New York subway photo protest in 2004 (Photo by Gothamist)

The protest is on.

Dozens of photographers say they will show up to protest for the right to take photos on the Miami-Dade Metrorail – a right that is ensured by Miami-Dade County law.

The protest is scheduled for Sunday at 1 p.m. at the Douglas Road Metrorail Station, 3100 South Douglas Road. Basically, just go to the corner of U.S. 1 and 37th Ave., which is Douglas Road.

The plan is to meet in the parking lot, pay the $2 fare, enter the station through the turnstiles, then make our way up to the platform where we will board a train – all while taking photos or shooting video.

Some photographers will be traveling from other stations, so they will meet us inside.

It really doesn’t matter which train we board as long as we continue capturing the event with our cameras.

Hopefully, the security guards from 50 State will leave us alone because the law is on our side. But if they begin to harass anybody with a camera, it is essential that we document that interaction, preferably with video.

But let me reiterate: the law is on our side.

This is confirmed in a letter sent earlier this week from Eric Muntan, Chief of Security and Safety for Miami-Dade Transit, to Mickey H. Osterreicher, attorney for the National Press Photographers Association:

The law allows us to use hand-held cameras for personal or journalistic purposes without a permit as long as we are not using tripods, cables or stand-alone lights.

So let’s just keep it simple; hand-held cameras. And please don’t forget to charge your batteries and make sure you have plenty of memory card space.

As you can read from the above letter, there already is movement from the people in charge, but the point of this protest is to show them that this is not just about me or Stretch Ledford, who along with me was “banned for life” from the Metrorail for taking photos, but about everybody who rides the Metrorail and wishes to take photos or shoot video.
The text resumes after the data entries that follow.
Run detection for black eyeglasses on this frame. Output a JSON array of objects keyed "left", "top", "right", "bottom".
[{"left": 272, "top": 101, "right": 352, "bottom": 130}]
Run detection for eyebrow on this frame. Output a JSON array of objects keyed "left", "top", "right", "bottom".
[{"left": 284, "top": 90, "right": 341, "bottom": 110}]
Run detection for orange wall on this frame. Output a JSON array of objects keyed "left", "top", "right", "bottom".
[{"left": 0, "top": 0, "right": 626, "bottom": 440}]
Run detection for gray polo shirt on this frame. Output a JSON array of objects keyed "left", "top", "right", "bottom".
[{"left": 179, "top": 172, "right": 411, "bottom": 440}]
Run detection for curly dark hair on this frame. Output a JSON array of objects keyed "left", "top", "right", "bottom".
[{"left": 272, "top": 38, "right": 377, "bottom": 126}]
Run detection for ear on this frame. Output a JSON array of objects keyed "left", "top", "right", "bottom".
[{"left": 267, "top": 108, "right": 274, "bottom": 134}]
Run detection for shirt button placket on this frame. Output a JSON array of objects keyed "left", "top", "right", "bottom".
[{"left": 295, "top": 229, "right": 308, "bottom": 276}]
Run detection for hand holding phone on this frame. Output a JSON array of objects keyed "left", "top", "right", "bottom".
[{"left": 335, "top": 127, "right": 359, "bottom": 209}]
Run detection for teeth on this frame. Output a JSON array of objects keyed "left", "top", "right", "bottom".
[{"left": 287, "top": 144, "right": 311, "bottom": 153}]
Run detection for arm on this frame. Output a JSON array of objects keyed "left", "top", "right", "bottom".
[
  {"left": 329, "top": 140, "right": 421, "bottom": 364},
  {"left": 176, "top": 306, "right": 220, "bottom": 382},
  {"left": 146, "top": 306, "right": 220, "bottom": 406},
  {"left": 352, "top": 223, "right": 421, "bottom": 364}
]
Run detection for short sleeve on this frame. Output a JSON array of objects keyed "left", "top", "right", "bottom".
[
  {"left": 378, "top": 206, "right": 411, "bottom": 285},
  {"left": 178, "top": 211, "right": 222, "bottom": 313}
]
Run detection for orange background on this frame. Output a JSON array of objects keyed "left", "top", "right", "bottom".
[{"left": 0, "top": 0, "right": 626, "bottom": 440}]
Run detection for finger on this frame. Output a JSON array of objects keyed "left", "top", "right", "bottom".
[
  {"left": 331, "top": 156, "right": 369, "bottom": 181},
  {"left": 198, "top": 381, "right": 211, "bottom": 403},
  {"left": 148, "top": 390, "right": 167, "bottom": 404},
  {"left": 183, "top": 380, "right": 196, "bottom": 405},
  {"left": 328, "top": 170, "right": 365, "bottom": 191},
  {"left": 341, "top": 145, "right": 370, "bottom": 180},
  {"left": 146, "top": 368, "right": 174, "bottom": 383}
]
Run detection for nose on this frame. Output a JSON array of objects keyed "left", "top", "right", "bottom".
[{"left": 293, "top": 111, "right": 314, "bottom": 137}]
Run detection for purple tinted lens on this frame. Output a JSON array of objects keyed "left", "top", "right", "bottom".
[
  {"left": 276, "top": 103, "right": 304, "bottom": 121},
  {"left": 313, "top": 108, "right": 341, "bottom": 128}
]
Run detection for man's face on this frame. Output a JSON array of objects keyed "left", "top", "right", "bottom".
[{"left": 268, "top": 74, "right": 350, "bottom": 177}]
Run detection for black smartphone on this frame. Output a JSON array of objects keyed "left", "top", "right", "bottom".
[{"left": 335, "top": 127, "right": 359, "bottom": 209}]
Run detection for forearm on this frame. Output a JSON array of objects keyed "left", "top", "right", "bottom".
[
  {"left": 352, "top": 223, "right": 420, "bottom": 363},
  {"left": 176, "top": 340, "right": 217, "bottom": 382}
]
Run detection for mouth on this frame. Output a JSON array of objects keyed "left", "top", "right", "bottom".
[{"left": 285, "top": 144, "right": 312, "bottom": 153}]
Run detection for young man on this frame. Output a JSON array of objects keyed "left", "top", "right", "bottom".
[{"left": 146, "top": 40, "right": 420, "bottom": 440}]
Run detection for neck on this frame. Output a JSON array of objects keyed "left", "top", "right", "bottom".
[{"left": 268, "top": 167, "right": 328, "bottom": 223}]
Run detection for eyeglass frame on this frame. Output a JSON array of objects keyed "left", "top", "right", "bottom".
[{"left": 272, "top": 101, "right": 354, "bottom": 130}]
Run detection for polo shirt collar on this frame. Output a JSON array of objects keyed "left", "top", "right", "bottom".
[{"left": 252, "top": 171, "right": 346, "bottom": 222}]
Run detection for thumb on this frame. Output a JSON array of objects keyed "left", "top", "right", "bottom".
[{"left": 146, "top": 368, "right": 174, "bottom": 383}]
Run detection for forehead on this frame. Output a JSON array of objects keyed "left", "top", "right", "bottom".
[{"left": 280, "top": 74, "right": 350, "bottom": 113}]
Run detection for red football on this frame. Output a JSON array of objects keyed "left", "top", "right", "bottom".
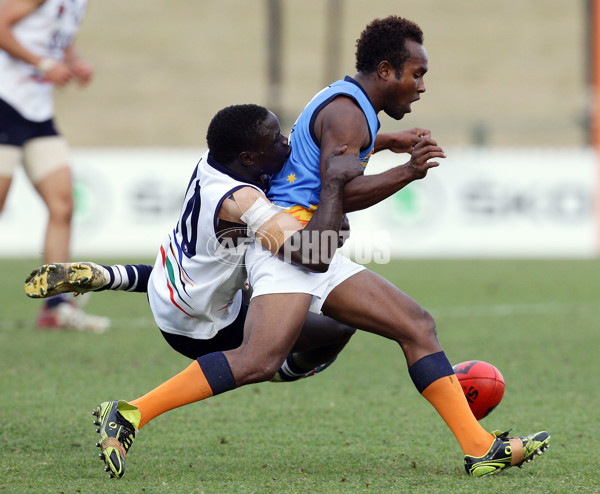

This protest is inspired by 2004 protest that took place in New York when the Metropolitan Transportation Authority was proposing a ban on photography within the subway system. The MTA ended up dropping the proposed ban.

Incidents against photographers on the Metrorail are nothing new and date back to when Wackenhut was contracted by the county to do security on the trains. As you can see from the two photos I took below, one taken in 2007, the other taken in 2010, nothing has changed except the uniforms.



If you want to coordinate with me, send me an email at carlosmiller at magic city media dot com. I write it like that to prevent the spam bots from sending me loads of crap.

Maybe we can get a group together for an early lunch or something.

If you’re on Facebook, you can keep up with the dialogue here. You might have to friend me first.

For those of you wondering why it is so important for citizens to have the right to take pictures and shoot video on the Metrorail, think of the Oscar Grant case that took place on the Bay Area Rapid Transit System in January 2009.

A BART police officer ended up shooting an unarmed man in the back, killing him instantly. That officer was recently convicted of involuntary manslaughter.

While many believed he deserved a murder conviction,  the fact that he went to trial in the first place can be attributed to the citizen videos that were uploaded to Youtube in the days following the shooting.

Had police confiscated every camera as they tried to do, we likely would have seen a completely different outcome.